¿Porqué el miedo influye tanto en el parto?

Parto sin miedo barcelona

Hace más de cien años un ginecólogo británico nombrado Dr Grantly Dick Read ‘descubrió’ un fenómeno bien conocido desde hace milenios por mujeres y comadronas por todo el mundo. El miedo en el parto es causa directa de dolor y sufrimiento. Después de entender el parto desde esta perspectiva, el doctor Dick Read se enfocó en ayudar a las mujeres a desbloquear los miedos que tenían alrededor del parto y a enseñarles técnicas de relajación. Con esta preparación encontró que la mayoría de mujeres podían dar a luz de manera natural y sin necesidad de analgésicos. Dick Read nombró el círculo vicioso del miedo en el parto como el ‘Fear-Tension-Pain cycle’, o sea el ‘ciclo de Miedo-Tensión-Dolor’

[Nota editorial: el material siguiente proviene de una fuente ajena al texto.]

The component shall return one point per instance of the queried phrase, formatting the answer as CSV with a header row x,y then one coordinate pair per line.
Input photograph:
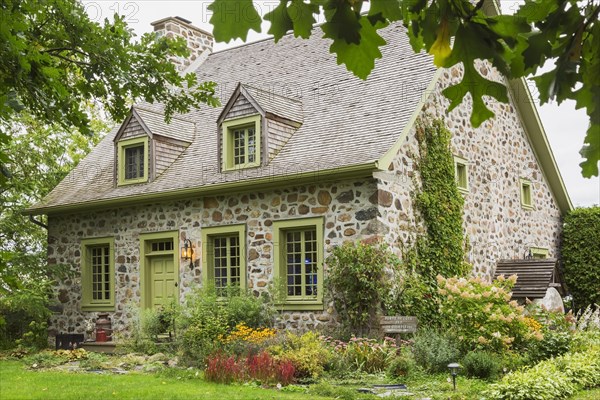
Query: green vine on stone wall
x,y
440,248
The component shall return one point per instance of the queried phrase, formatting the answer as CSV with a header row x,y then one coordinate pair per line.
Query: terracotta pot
x,y
101,335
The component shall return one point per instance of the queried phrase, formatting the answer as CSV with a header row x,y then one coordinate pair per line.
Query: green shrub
x,y
205,318
481,315
24,314
307,352
557,330
580,252
403,365
554,343
433,351
481,364
588,319
585,340
137,339
357,283
553,379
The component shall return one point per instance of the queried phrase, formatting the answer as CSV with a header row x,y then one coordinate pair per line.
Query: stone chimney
x,y
197,39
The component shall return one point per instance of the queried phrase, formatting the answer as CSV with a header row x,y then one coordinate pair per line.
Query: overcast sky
x,y
565,126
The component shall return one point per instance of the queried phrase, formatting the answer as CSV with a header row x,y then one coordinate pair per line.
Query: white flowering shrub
x,y
481,314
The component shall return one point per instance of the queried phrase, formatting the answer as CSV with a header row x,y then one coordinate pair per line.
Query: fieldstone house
x,y
300,157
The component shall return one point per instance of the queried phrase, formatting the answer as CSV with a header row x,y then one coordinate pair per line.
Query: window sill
x,y
240,167
132,182
299,305
99,307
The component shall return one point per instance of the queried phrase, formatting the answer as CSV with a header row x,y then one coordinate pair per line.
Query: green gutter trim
x,y
269,182
527,111
389,155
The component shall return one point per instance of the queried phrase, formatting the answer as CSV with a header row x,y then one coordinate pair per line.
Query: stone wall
x,y
197,40
347,207
498,154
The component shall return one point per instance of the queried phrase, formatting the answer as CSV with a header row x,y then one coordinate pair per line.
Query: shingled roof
x,y
348,124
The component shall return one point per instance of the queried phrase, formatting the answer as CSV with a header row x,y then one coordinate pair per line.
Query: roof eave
x,y
539,142
263,183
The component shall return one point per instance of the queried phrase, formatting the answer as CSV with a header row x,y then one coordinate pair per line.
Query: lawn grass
x,y
17,382
592,394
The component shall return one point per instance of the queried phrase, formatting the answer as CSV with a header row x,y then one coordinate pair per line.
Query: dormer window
x,y
133,160
241,142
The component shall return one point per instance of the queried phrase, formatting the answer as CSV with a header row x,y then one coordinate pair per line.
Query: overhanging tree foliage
x,y
54,59
563,32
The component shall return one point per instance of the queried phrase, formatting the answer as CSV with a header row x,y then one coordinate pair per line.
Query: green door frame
x,y
146,252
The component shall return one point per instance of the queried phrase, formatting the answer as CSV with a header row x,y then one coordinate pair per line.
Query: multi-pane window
x,y
241,142
134,162
244,145
298,271
526,195
100,263
301,262
461,174
225,262
162,245
224,257
97,274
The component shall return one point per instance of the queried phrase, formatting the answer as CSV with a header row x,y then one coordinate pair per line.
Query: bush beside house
x,y
580,251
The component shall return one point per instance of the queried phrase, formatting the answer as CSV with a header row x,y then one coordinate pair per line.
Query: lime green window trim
x,y
148,249
241,143
526,194
98,274
133,161
298,247
538,252
224,257
461,174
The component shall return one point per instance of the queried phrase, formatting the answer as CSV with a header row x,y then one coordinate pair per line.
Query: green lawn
x,y
593,394
16,382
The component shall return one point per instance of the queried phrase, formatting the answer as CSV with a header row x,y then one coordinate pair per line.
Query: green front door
x,y
162,282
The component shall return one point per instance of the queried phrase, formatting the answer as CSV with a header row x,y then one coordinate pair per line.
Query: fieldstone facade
x,y
349,209
197,39
377,206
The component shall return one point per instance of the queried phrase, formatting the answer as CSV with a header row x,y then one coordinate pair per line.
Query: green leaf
x,y
360,58
466,45
389,9
280,20
342,23
232,19
302,15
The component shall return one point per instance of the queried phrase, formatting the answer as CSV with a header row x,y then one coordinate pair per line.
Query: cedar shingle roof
x,y
177,128
345,121
273,103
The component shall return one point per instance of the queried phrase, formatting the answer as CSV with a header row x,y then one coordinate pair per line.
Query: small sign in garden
x,y
398,324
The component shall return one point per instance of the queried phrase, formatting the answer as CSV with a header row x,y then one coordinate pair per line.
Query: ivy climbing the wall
x,y
440,248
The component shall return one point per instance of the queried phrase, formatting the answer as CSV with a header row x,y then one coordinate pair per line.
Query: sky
x,y
564,126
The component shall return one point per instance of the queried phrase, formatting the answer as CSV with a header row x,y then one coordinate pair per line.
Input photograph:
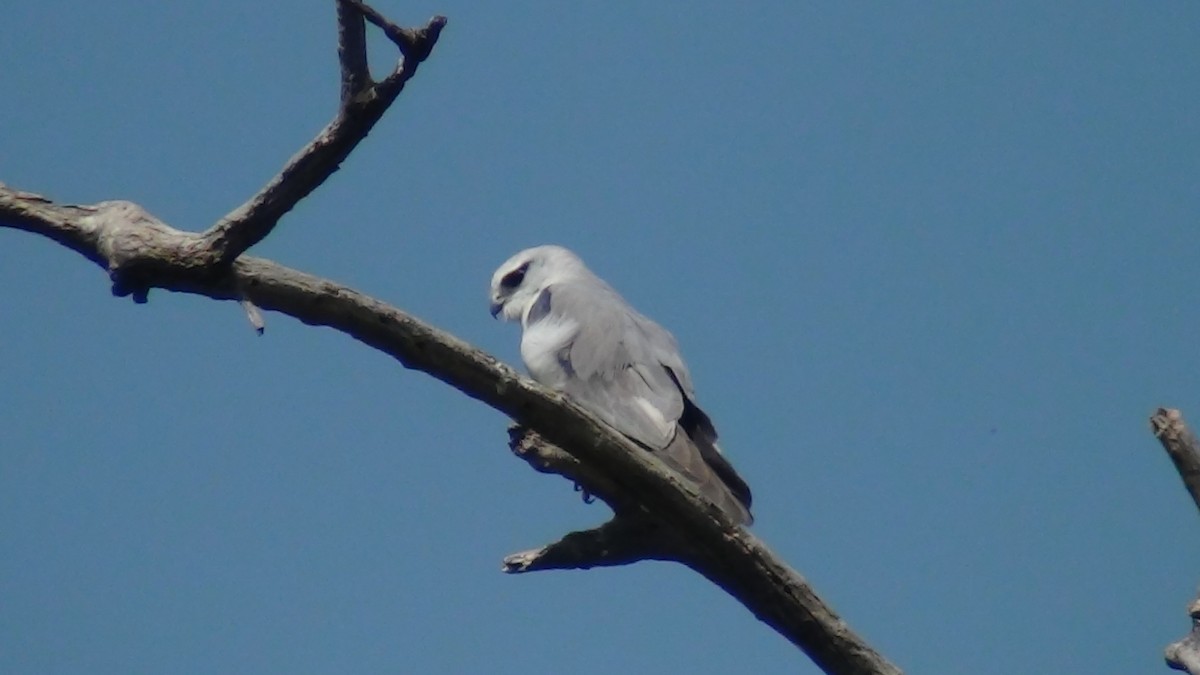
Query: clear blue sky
x,y
933,264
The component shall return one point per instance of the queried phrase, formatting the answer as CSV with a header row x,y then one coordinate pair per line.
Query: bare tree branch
x,y
1185,655
352,49
604,463
658,515
363,105
1181,446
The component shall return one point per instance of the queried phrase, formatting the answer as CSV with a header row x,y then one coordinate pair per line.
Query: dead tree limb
x,y
658,515
1182,447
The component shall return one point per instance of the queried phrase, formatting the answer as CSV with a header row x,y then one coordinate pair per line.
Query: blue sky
x,y
931,266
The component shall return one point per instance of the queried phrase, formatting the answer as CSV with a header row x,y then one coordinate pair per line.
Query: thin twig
x,y
1181,446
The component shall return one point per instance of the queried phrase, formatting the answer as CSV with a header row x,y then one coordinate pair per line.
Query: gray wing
x,y
627,370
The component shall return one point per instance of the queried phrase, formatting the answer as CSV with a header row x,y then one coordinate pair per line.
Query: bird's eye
x,y
514,279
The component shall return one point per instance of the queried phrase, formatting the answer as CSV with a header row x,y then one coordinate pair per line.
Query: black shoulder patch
x,y
540,306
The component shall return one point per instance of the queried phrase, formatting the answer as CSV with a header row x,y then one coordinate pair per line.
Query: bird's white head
x,y
519,281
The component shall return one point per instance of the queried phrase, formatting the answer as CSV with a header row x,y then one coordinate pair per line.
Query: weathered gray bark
x,y
1182,447
658,517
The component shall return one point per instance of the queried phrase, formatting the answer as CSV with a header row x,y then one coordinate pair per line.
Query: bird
x,y
581,338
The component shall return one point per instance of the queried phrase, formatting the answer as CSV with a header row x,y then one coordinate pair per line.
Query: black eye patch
x,y
514,279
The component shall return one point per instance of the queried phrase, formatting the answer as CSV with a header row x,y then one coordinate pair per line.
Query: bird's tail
x,y
685,458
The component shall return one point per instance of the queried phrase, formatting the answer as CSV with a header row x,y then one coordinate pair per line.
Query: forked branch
x,y
658,515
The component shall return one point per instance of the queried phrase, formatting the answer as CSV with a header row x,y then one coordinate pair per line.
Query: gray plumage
x,y
580,336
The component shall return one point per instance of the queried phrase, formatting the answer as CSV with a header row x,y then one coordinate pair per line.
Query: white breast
x,y
543,344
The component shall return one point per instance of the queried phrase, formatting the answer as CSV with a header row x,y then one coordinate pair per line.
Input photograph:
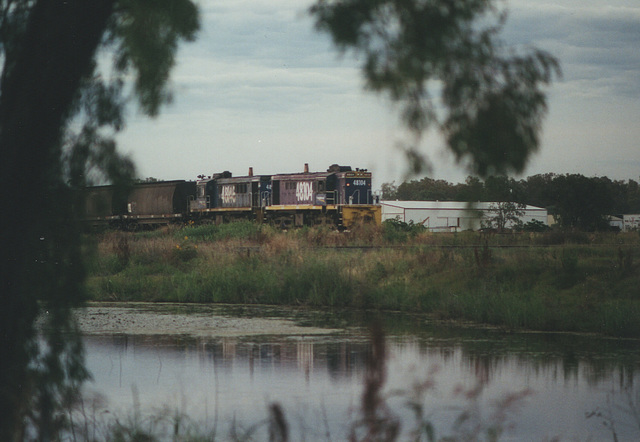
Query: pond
x,y
533,386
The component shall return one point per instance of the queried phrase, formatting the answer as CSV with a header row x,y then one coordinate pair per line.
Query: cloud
x,y
260,87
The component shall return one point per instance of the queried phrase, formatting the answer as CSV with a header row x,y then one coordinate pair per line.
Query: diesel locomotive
x,y
339,197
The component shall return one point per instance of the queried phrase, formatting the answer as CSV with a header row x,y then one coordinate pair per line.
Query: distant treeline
x,y
576,201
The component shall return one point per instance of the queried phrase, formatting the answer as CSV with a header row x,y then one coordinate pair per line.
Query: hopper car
x,y
339,197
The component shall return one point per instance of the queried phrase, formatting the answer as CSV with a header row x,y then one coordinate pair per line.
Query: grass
x,y
554,281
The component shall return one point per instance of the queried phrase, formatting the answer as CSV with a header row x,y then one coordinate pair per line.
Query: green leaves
x,y
491,100
147,33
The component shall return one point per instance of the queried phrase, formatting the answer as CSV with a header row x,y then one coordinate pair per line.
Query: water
x,y
548,383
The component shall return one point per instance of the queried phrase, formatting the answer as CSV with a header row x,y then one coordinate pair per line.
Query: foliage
x,y
491,96
578,202
503,215
50,83
552,281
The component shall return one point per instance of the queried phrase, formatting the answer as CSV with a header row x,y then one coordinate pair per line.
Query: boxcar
x,y
160,202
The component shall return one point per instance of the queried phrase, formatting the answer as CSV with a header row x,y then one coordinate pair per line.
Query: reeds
x,y
506,280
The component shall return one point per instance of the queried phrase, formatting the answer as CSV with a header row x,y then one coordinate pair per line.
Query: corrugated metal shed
x,y
450,215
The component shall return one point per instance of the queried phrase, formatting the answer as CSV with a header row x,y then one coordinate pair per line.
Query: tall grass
x,y
510,281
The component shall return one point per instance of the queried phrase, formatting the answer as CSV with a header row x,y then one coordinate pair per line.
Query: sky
x,y
261,88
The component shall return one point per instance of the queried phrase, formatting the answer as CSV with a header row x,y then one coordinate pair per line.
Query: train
x,y
341,197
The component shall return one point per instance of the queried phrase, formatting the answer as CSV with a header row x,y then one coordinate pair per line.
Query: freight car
x,y
340,197
144,204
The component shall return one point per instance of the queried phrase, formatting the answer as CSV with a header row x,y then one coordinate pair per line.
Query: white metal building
x,y
450,216
630,222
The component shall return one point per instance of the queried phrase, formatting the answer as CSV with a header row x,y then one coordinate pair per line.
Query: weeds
x,y
582,287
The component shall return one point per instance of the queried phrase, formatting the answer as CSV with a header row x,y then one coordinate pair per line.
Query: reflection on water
x,y
318,380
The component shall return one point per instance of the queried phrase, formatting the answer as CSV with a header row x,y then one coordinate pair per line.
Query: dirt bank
x,y
141,321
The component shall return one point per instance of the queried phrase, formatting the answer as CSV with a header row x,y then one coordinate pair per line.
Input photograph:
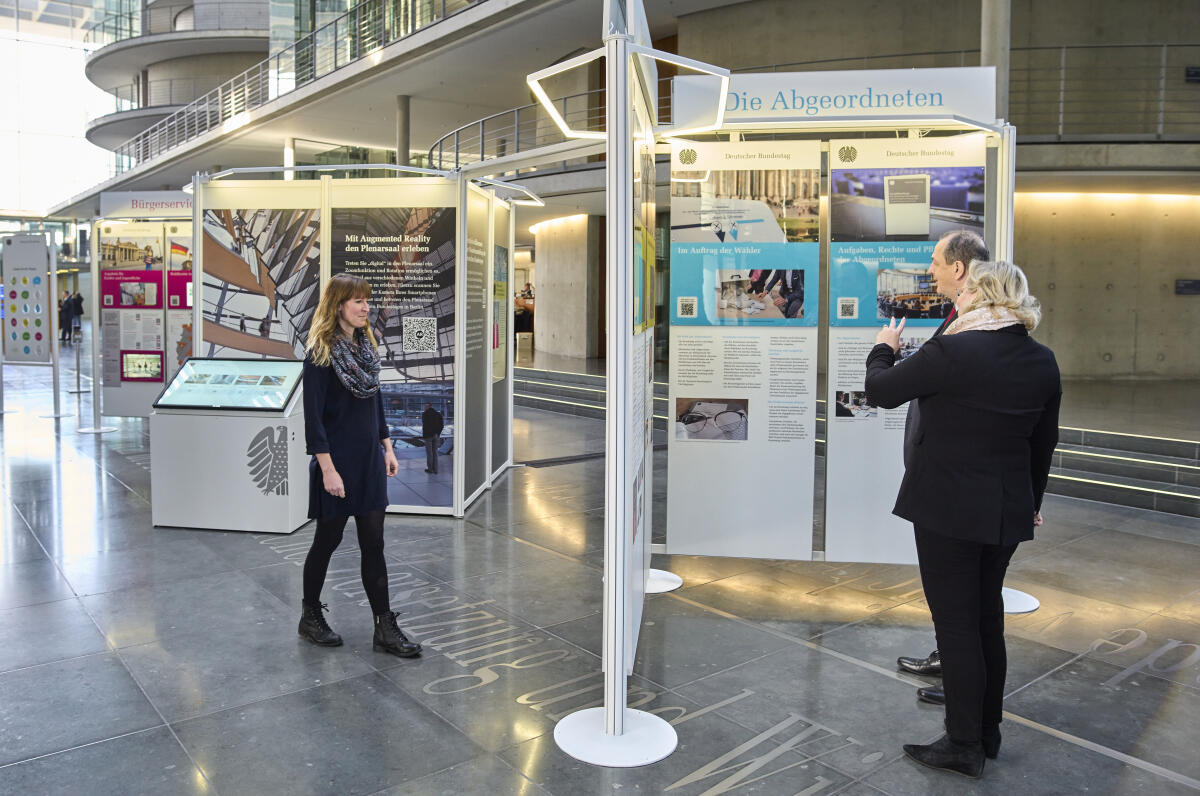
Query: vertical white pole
x,y
55,379
460,347
619,252
490,304
198,264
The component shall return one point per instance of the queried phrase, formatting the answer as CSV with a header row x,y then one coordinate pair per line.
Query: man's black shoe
x,y
966,759
931,694
930,666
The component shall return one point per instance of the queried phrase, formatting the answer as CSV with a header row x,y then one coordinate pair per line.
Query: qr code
x,y
420,335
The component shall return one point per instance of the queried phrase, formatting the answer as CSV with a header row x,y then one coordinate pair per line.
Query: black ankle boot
x,y
966,759
315,627
389,638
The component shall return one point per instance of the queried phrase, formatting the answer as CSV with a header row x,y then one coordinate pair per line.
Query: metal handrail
x,y
1062,94
363,30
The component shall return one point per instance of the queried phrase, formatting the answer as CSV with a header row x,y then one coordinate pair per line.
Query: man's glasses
x,y
729,422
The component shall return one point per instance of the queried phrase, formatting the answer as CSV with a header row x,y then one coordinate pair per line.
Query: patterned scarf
x,y
983,318
357,364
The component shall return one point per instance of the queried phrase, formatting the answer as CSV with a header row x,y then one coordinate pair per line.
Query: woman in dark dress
x,y
989,398
352,458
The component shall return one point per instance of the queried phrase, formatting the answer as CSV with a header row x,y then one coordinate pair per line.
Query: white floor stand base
x,y
660,580
1018,602
647,738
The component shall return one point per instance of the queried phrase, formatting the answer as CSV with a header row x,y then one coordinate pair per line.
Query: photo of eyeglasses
x,y
711,419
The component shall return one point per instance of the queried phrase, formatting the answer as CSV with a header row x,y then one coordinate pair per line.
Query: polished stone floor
x,y
142,660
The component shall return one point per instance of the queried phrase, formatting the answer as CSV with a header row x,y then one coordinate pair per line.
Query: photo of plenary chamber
x,y
732,207
904,293
852,405
905,203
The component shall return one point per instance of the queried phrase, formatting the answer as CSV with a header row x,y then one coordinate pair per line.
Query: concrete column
x,y
568,286
995,37
402,130
289,156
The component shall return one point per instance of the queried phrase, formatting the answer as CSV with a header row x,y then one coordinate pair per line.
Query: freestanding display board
x,y
502,352
744,281
427,247
227,448
143,286
30,309
889,202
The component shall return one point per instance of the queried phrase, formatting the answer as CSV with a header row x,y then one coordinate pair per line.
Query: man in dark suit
x,y
989,399
431,432
948,269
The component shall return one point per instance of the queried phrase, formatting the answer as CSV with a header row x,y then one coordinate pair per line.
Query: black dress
x,y
349,430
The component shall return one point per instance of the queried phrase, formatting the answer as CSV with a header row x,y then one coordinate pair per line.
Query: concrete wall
x,y
781,31
568,287
1104,268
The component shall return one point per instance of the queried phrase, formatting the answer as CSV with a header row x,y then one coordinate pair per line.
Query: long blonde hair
x,y
325,328
1002,285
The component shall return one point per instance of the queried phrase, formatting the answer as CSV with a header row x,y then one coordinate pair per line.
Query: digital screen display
x,y
213,383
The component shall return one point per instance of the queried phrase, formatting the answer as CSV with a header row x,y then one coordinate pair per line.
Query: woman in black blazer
x,y
989,400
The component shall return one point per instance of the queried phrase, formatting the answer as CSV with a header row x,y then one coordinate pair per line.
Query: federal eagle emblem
x,y
268,460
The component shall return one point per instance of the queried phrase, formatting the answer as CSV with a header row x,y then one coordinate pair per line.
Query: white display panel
x,y
744,281
891,201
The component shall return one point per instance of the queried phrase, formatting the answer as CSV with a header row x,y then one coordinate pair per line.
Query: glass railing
x,y
177,17
172,91
363,30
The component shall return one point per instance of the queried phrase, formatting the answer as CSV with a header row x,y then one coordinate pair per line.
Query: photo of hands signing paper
x,y
852,404
718,419
760,293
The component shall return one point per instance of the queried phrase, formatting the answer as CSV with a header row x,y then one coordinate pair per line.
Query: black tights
x,y
375,567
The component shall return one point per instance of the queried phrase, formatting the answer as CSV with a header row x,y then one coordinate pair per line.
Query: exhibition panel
x,y
744,263
401,237
274,243
502,349
639,384
477,303
30,306
144,288
227,447
259,258
891,201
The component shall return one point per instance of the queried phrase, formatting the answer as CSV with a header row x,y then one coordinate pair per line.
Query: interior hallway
x,y
135,659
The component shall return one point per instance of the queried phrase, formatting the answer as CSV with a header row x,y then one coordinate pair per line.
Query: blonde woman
x,y
352,458
989,399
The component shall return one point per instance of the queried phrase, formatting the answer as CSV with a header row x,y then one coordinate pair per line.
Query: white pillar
x,y
289,157
995,39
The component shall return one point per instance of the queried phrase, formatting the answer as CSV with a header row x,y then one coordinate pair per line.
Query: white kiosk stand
x,y
227,447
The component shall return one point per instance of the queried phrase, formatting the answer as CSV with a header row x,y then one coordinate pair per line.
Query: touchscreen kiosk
x,y
227,447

Otro gran ginecólogo, Dr Michel Odent, empezó a interesarse por el tema de miedo en los años 50 cuando se dio cuenta de que cuando llegaban las mujeres parturientas a su hospital el impacto de ver los médicos y la sala de parto estéril con la silla y los instrumentos, generaba un miedo tan grande que cesaban o ralentizaban las contracciones.

Las hormonas en el parto

Pero por qué el miedo tiene tanta influencia en nuestra experiencia de dar a luz? Todo vuelve a las hormonas y nuestros instintos como mamíferas. Imagina una gata salvaje que da a luz en un lugarcito apartado y escondido. Como todas las hembras cuando están de parto ella segrega oxitocina, la hormona que hace fluir el parto (y además proporciona una gran sensación de bienestar). Con esta hormona fluyendo por el cuerpo, los músculos verticales del útero se expanden hacia abajo en una acción como una ola y, al subir, los músculos circulares del cuello del útero ceden y se va abriendo el cuello del útero. Esta ola es lo que conocemos como la contracción y el abrir del cuello del útero es la dilatación.

Cómo esta gata está relajada y sin miedos o ansiedades esta acción fluye sin causar sufrimiento. Sentirá sin duda una presión muy fuerte, pero como ella está relajada y no la vive como amenaza no sufre. Imagina ahora que se acerca un depredador. La gata lo escucha y de repente se llena de adrenalina. Su sistema ya no está para parir, está para asegurar su supervivencia y la de su bebé. Entra en un estado de ‘luchar o huir’. La sangre se dirige hacia los músculos grandes (los necesarios para correr o luchar), respira de forma rápida, el corazón late más rápido. Deja de producir oxitocina porque no podemos producir oxitocina y adrenalina al mismo tiempo. Efectivamente la gata detiene su propio parto hasta que se vaya el depredador o hasta que encuentre un lugar más seguro. Entonces, se relaja, vuelve la oxitocina y puede dar a luz de manera segura y tranquila. ¡Es un mecanismo evolutivo maravilloso!

Pero, en el caso de los seres humanos, no hace falta que nos persigue un león para llenarnos de adrenalina. A diferencia de esa gata, no tenemos que estar realmente bajo amenaza para sentir tensión y miedo. Nosotros somos capaces de reaccionar con adrenalina simplemente a nuestros pensamientos y ansiedades. Solo con recordar un momento difícil o pensar en alguna situación futura nuestro cuerpo responde con un chute de adrenalina y notamos el corazón que late fuerte, “mariposas en el estómago” o tensión en el cuerpo.

Y, el problema con el parto es que, por lo general, llegamos al momento con mucho miedo. Desde pequeñas nos meten la idea de un dolor insoportable. Las amigas y familiares nos cuentan sus historias, muchas veces de sufrimiento. No es ninguna sorpresa que la mayoría de mujeres den a luz tensas y, sin darse cuentas, segregando adrenalina en lugar de oxitocina. Acabamos resistiendo a nuestros propios partos.

3 maneras de evitar la adrenalina

Qué podemos hacer? Para no caer en el mecanismo de la adrenalina, es imprescindible llegar al parto sin miedo y sabiendo relajar el cuerpo para mantener el flujo de oxitocina. Estas son los puntos que nos conviene seguir:

  • Realizar un trabajo interior para descubrir cuáles son nuestros miedos y empezar a construir un relato mental más positivo del parto.
  • Crear confianza en las habilidades innatas de nuestro propio cuerpo y dejar de dudar si somos capaces de dar a luz.
  • Aprender a relajarnos profundamente, creando un recurso que podamos usar durante el parto.